If on my Dedicated Puppet CA I use (abbreviated config):
class {‘foreman_proxy’:
puppetca => true,
puppetca_split_configs => false,
puppet => false,
}
class {‘puppet’:
server => true,
server_ca => true,
autosign_entries => ["*.my.fqdn.com"]
}

It configures my autosign.conf correctly - as follows
[root@fmncanpw1 puppet]# cat autosign.conf
#
# Managed by Puppet
#
*.my.fqdn.com

HOWEVER - puppetca_hostname_whitelisting is also enabled. Which means any new host that is provisioned “adds its fqdn” to my autosign.conf This is mostly redundant from what I can tell, except now on the next puppet run on the CA server itself, it “removes” the host entry from autosign.conf and then “bounces” the puppetserver service. In my heavier build environments this is leading to intermittent build failures as the CA is “needlessly restarting” when new builds are requesting a certificate.

Looking at “puppet-puppet” and “puppet-foreman_proxy” - i can’t seem to find a way to configure these to coexist.

My “desired” configuration would be puppet-puppet manages my wildcarded autosign.conf entries, and $foreman_proxy::puppetca_provider is set to “false” or “undef” in order to disable both hostname_whitelisting, as well as fqdn_whitelisting. But it doesn’t look like the option exists to configure it this way yet…

Is there a better way (currently) to configure this? Allow hostname_whitelisting to exclusively manage it while the puppet-puppet module doesn’t manage the file at all?

Exactly this.

A static autosign is insecure because anyone who can connect to your Puppet CA can request a certificate and it’ll be signed.

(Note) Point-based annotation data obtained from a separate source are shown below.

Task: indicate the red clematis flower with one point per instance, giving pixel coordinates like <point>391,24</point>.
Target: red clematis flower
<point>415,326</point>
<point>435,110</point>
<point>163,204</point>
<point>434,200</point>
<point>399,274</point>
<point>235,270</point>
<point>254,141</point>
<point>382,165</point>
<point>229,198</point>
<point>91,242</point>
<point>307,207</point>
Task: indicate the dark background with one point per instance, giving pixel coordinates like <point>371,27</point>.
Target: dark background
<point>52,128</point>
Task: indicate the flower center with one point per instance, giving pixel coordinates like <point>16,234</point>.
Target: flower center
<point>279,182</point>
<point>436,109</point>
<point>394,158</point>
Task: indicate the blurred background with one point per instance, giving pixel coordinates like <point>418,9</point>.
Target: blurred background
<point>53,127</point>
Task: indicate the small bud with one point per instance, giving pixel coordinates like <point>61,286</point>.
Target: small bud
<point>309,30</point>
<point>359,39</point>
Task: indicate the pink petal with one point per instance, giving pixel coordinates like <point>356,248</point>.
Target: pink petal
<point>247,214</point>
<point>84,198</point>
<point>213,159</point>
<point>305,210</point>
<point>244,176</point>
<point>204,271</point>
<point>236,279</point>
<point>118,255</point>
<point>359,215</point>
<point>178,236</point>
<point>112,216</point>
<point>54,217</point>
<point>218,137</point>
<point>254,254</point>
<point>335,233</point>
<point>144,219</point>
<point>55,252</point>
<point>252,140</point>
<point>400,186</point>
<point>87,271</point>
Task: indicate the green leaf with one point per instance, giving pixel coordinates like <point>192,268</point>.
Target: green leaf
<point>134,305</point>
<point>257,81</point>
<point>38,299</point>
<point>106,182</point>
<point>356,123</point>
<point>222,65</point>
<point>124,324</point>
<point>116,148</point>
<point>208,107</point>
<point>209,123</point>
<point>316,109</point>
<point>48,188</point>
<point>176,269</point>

Our puppetca_hostname_whitelisting solution adds it to the whitelist when relevant and removes after provisioning. This reduces the security impact to a timing attack where you need to know which host is being provisioned and request a certificate before it does.

There’s also puppetca_token_whitelisting which writes a cryptograhically signed token (JWT) during provisioning and the Puppetserver checks this token for validity. Docs for this are sparse and it’s not the default, but it’s the most secure way.

@ekohl

Thanks - this does make sense as a “better” way to do it.

As for actually accomplishing this - looking at the code: https://github.com/theforeman/puppet-puppet/blob/master/manifests/server/config.pp#L185-L204
https://github.com/theforeman/puppet-puppet/blob/master/manifests/server/config.pp#L71-L77

I’m not quite following.

I “think” i want to set:

$autosign = true,
$autosign_entries to the default ::params value of

This would end up “skipping” the file resource definition on line 196, and ensuring that the puppet.conf is configured with autosign = true (Line: 72)

Is this the correct way of enabling the behavior you describe? Apologies if this is simple and I’m just dense. I’m trying to follow the logic as best I can :frowning:

Correct. Setting autosign to true with an undef autosign_content and undef autosign_source will give you what you want.

The resource will be defined to ensure correct file permissions (foreman-proxy needs to write to it) but doesn’t manage the content (undef).